Comme vous, j'ai besoin d'air! Comme vous, j'ai des choses à dire.
Je suis fatigué de tous ces journalistes qui écrivent et qui parlent sans connaitre les sujets qu'ils entendent traiter, ne craignant pas de commettre de grossières erreurs.
Je suis fatigué de tous ces responsables politiques qui confisquent la parole à leur propre usage exclusif.
Je suis fatigué de tous ces organisateurs de débats qui, lorsque l'on veut parler, nous répondent "Posez votre question, Monsieur!".
Je n'ai pas de question à poser! J'ai des réponses à proposer ... Elles valent ce qu'elles valent.

Mais, à en juger par la pauvreté de certaines propositions de tel parti politique, le caractère manifestement irréaliste des propositions de tel autre, j'ai l'outrecuidance de penser que les miennes méritent, peut-être, d'être lues et commentées, voire, bien sûr, d'être battues en brèche.

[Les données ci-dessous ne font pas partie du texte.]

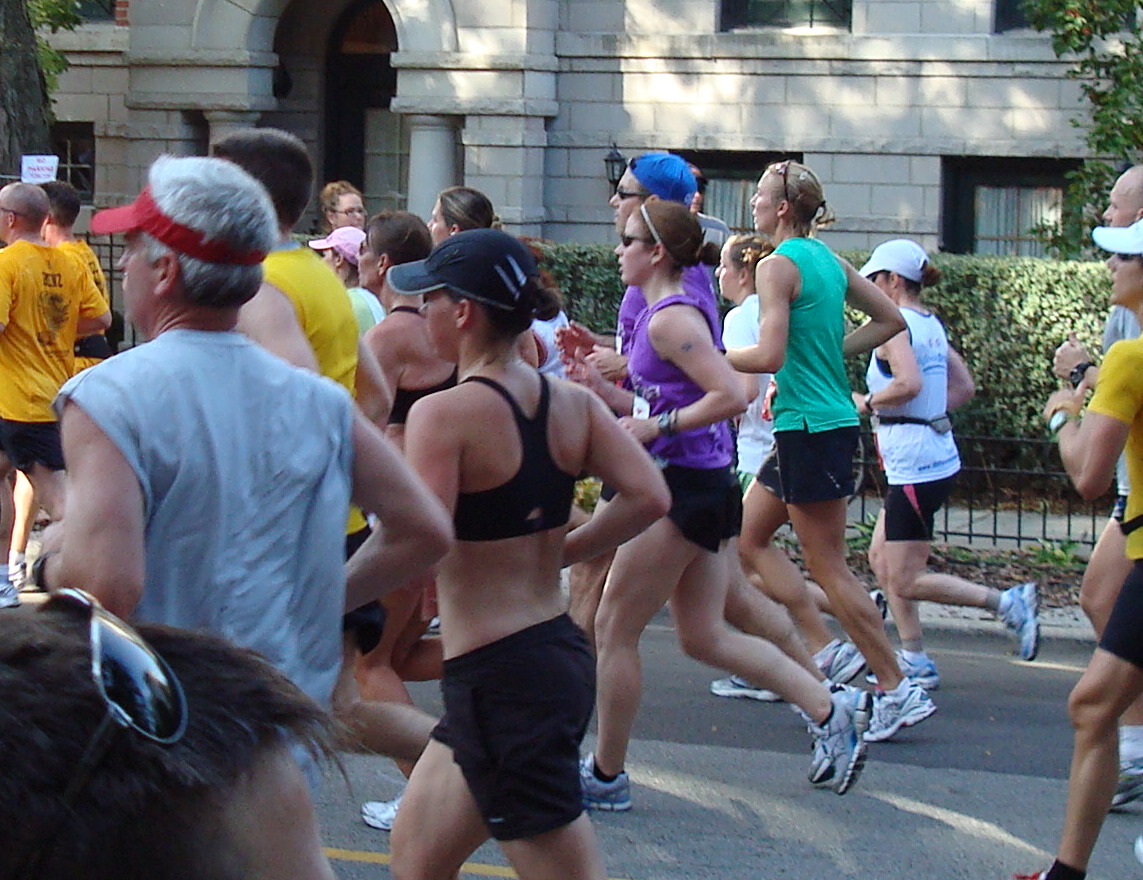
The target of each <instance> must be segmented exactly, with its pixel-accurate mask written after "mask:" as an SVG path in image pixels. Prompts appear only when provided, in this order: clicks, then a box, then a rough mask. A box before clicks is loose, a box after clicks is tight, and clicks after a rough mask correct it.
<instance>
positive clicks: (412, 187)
mask: <svg viewBox="0 0 1143 880" xmlns="http://www.w3.org/2000/svg"><path fill="white" fill-rule="evenodd" d="M406 122H407V123H408V127H409V185H408V194H409V197H408V209H409V210H410V211H411V213H413V214H416V215H417V216H418V217H422V218H423V219H424V221H425V222H427V221H429V215H430V214H432V206H433V203H434V202H435V201H437V193H439V192H440V191H441V190H443V189H445V187H446V186H453V185H455V184H458V183H462V181H461V179H459V176H458V171H457V168H456V123H455V122H454V120H453V119H451V118H450V117H431V115H421V114H414V115H408V117H406Z"/></svg>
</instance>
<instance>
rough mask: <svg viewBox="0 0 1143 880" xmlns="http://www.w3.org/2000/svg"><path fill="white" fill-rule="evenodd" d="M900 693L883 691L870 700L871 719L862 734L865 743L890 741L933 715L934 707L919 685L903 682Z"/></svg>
mask: <svg viewBox="0 0 1143 880" xmlns="http://www.w3.org/2000/svg"><path fill="white" fill-rule="evenodd" d="M903 683H904V685H905V687H904V693H903V694H902V693H900V691H901V688H900V687H898V689H897V690H885V691H881V693H880V694H878V695H877V696H876V697H873V718H872V720H871V721H870V722H869V730H866V731H865V742H866V743H882V742H885V741H886V739H892V738H893V737H894V736H896V734H897V731H898V730H901V729H902V728H904V727H912V726H913V725H918V723H920V722H921V721H924V720H925V719H926V718H928V717H929V715H932V714H933V713H934V712H936V703H934V702H933V698H932V697H930V696H929V695H928V694H927V693H926V691H925V688H922V687H921V686H920V685H918V683H917V682H914V681H910V680H909V679H905V680H904V682H903Z"/></svg>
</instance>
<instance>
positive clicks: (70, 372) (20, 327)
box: [0, 183, 111, 519]
mask: <svg viewBox="0 0 1143 880" xmlns="http://www.w3.org/2000/svg"><path fill="white" fill-rule="evenodd" d="M48 210H49V203H48V197H47V194H46V193H45V192H43V190H42V189H40V187H39V186H34V185H32V184H26V183H13V184H9V185H7V186H5V187H3V189H2V190H0V240H2V241H3V242H5V243H6V245H7V247H6V248H5V249H3V250H0V377H2V381H0V449H2V450H3V454H5V455H6V456H7V457H8V462H9V463H10V464H11V465H15V466H16V467H18V469H19V470H21V471H23V472H24V473H25V474H27V477H29V479H31V481H32V486H34V487H35V491H37V495H38V496H39V498H40V503H41V504H42V505H43V507H45V509H46V510H47V511H48V514H49V515H50V517H51V518H53V519H58V518H59V517H61V515H62V514H63V510H62V507H63V469H64V459H63V453H62V451H61V446H59V426H58V423H57V422H56V414H55V413H54V411H53V409H51V401H53V400H54V399H55V397H56V392H57V391H59V386H61V385H63V384H64V382H66V381H67V379H69V378H70V377H71V374H72V369H73V367H74V362H75V354H74V350H75V338H77V336H86V335H88V334H91V333H96V331H98V330H105V329H106V328H107V327H109V326H110V325H111V312H110V311H109V309H107V303H106V301H105V299H104V298H103V297H102V296H101V295H99V291H98V290H97V289H96V287H95V283H94V282H93V281H91V278H90V275H89V274H88V273H87V271H86V270H85V269H82V267H81V266H80V264H79V262H78V261H77V259H75V258H74V257H73V256H72V255H70V254H66V253H64V251H61V250H58V249H56V248H53V247H50V246H49V245H48V243H47V242H46V241H45V240H43V239H42V238H40V229H41V226H42V224H43V219H45V217H46V216H47V215H48Z"/></svg>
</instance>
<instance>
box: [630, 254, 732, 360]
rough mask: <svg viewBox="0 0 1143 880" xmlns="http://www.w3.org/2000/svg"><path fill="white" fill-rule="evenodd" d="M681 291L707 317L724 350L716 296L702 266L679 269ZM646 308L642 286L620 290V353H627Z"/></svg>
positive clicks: (646, 299)
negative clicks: (638, 318) (679, 274)
mask: <svg viewBox="0 0 1143 880" xmlns="http://www.w3.org/2000/svg"><path fill="white" fill-rule="evenodd" d="M682 293H684V294H686V296H688V297H689V298H690V299H692V301H693V302H692V305H696V306H698V309H700V310H702V313H703V314H704V315H705V317H706V322H708V323H709V325H710V326H711V327H713V328H714V344H716V345H717V346H718V350H719V351H726V349H725V347H724V345H722V330H721V327H722V319H721V317H720V315H719V313H718V297H716V296H714V289H713V288H712V287H711V277H710V273H709V272H708V271H706V269H705V266H687V267H686V269H684V270H682ZM646 309H647V299H645V298H644V295H642V288H641V287H637V286H636V285H631V286H630V287H629V288H628V289H626V290H624V291H623V301H622V302H621V303H620V319H618V321H620V326H618V331H617V334H616V339H615V344H616V346H617V347H618V350H620V353H621V354H630V352H629V349H630V347H631V341H632V338H633V337H634V329H636V321H637V320H638V318H639V315H640V314H642V312H644V310H646Z"/></svg>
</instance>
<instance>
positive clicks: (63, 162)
mask: <svg viewBox="0 0 1143 880" xmlns="http://www.w3.org/2000/svg"><path fill="white" fill-rule="evenodd" d="M51 149H53V151H54V152H55V154H56V155H58V157H59V170H58V173H57V175H56V176H57V177H58V179H61V181H67V183H70V184H71V185H72V186H74V187H75V190H77V191H78V192H79V197H80V199H82V200H83V202H85V203H87V205H90V203H91V202H93V201H94V200H95V125H94V123H91V122H54V123H53V125H51Z"/></svg>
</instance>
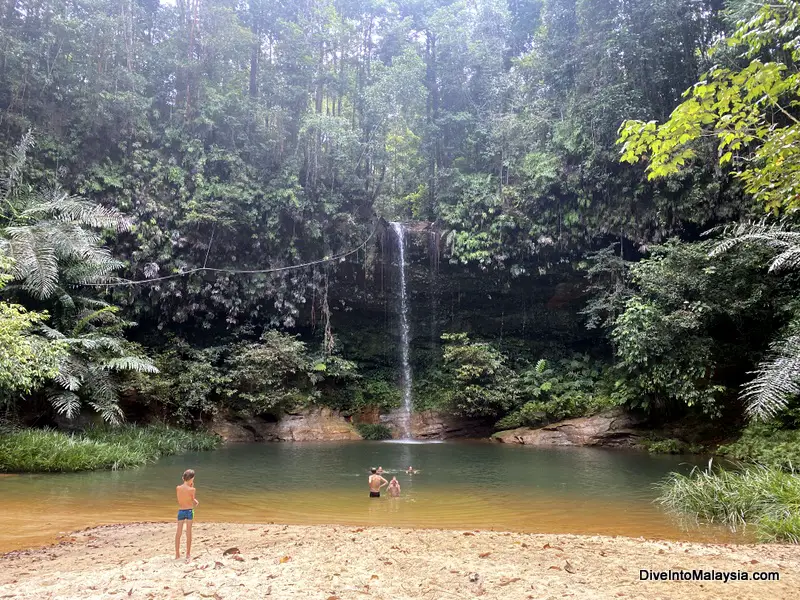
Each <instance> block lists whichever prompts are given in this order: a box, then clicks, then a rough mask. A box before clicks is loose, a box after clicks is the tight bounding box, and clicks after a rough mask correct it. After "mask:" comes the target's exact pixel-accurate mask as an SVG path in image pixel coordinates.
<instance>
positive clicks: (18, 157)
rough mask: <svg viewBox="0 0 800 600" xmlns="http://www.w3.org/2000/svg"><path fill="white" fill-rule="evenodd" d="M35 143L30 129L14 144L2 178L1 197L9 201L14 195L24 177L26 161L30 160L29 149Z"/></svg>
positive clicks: (2, 198) (3, 173)
mask: <svg viewBox="0 0 800 600" xmlns="http://www.w3.org/2000/svg"><path fill="white" fill-rule="evenodd" d="M34 145H35V141H34V139H33V134H32V132H31V131H30V130H28V131H27V132H26V133H25V134H24V135H23V136H22V139H20V141H19V143H18V144H17V145H16V146H14V149H13V150H12V151H11V152H9V153H8V160H7V161H6V165H5V167H6V168H5V173H3V176H2V178H1V179H0V199H2V200H4V201H7V200H8V199H9V198H10V197H11V196H13V195H14V190H15V189H16V187H17V185H18V184H19V181H20V179H21V177H22V172H23V169H24V168H25V163H26V162H27V161H28V150H30V149H31V148H33V146H34Z"/></svg>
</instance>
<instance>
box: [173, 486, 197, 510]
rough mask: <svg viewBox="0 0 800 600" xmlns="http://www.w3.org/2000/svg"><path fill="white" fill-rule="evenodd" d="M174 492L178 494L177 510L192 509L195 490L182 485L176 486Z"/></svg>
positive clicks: (193, 505) (193, 488) (190, 487)
mask: <svg viewBox="0 0 800 600" xmlns="http://www.w3.org/2000/svg"><path fill="white" fill-rule="evenodd" d="M175 490H176V491H177V493H178V508H180V509H181V510H186V509H189V508H194V493H195V489H194V488H193V487H192V486H190V485H186V484H185V483H184V484H181V485H179V486H177V487H176V488H175Z"/></svg>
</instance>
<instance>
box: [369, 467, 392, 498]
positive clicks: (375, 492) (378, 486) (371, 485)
mask: <svg viewBox="0 0 800 600" xmlns="http://www.w3.org/2000/svg"><path fill="white" fill-rule="evenodd" d="M370 471H371V472H372V475H370V476H369V497H370V498H380V497H381V488H382V487H383V486H385V485H389V482H388V481H386V480H385V479H384V478H383V477H381V476H380V475H378V469H376V468H375V467H372V469H370Z"/></svg>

Les deux extrêmes du champ politique - l'extrême-droite et les extrême-gauche - viennent de prendre "une grande claque". Je m'en réjouis. J'espère que cette redéfinition vers une plus grande responsabilité va se maintenir et même se renforcer. La démocratie ne s'en portera que mieux.  

Jacques Heurtault

Ancien conseiller municipal de Nogent sur Marne (Val de Marne).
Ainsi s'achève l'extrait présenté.